Harnessing the value of nature
Ladies and gentlemen, this is not going to be easy
Lord Mayor of London, Nicholas Lyons
If we allow climate change to continue unmitigated, the world will become uninsurable
Henrietta Stock, Senior Sustainability Manager, Aviva
There are no people, prosperity and certainly no pensions, on a dead planet
David Craig, Co-Chair of the Taskforce on Nature-related Financial Disclosures
It’s a reputational risk for investors not to consider climate risk
Paul Munday, Director, Global Climate Adaptation and Resilience Specialist, S&P Global Ratings
These were just some of the comments made last week by industry leaders across different conferences on the importance of integrating nature into finance.
Natural capital, biodiversity and the climate transition have become watchwords across investment management, as companies seek to balance the need to invest in nature to mitigate climate risk, with their commitments to deliver returns to investors – a balance which, to date, has only been managed by a handful of firms.
As we know, nature restoration is critical to the future of not just our finances, but a healthy planet. And, as The World Economic Forum has confirmed, half of the world’s GDP mandates are highly dependent on nature.
The good news is that there are a huge range of projects focussed wholly on restoring nature – for example, The Wildfowl and Wetlands Trust, which is delivering wetlands across the UK – crucial for both carbon sequestration and as the building blocks for the entire marine ecosystem.
We also have the capital needed. The UK Infrastructure Bank has a whopping £22bn to spend across the UK and is actively seeking natural capital solutions in which to invest; and we have heard from asset managers, banks and private equity firms who are all poised and ready to deliver finance to invest in nature.
So, what’s the problem?
The issue is that while biodiversity is investable, it’s simply not (yet) at the right scale. The market is too immature, lacking the requisite standards, codes, accreditation, and training. As Triodos Bank UK’s Head of Corporate Finance, Whitni Thomas, puts it, “The amount of capital isn’t the problem – its everything else.”
So, how can we fix this?
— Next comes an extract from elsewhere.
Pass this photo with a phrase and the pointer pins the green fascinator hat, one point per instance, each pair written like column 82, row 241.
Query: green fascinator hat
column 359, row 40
Now that the market has woken up to both the (terrifying) risks and (potentially massive) opportunities of the climate transition, what do we need to get that capital flowing to where it’s needed and for nature markets to be recognised as truly investable?
From those I spoke with, it boils down to three key things: Collaboration, regulation and governmental support.
Investors, land managers, ecologists and all third parties in between need to find a new way of working together. Competitors need to become partners and join forces to share in both the upside and the risks. And, in order for some of that capital to flow to where it’s needed, different projects need to aggregate so that they can accept the money that the finance industry wants to spend.
Economic, financial and environmental regulators need to engage to deliver robust regulation in this space. We’ve all seen the dangers of unregulated investments. For nature to become an investable asset, we need codes, rules and proper regulation around both carbon and nature markets.
- Governmental support
Time is short. While grassroots campaigns are to be applauded, they aren’t enough and we need a top-down approach, including support from government to get things moving and deliver investor confidence. Private investors and landowners have urged the UK Government to provide greater policy consistency and stability to underline the growing value and importance of natural capital in the UK. We have an opportunity to set the global standard on investable nature markets – but we need the right signals from the top.
And all of these need to be underpinned by trust. Trust to stimulate the markets, trust in the science behind the claims and trust that policies will not be reneged upon.
The current market is complex. But with a leap of faith, combined with proper due diligence, we have the tools at our disposal to harness nature – addressing both climate change and delivering for investors. The opportunities for natural capital abound and, as Cibus Capital’s Founder and CIO, Rob Appleby put it, “We should be cautious, but I don’t think we need to be timid”.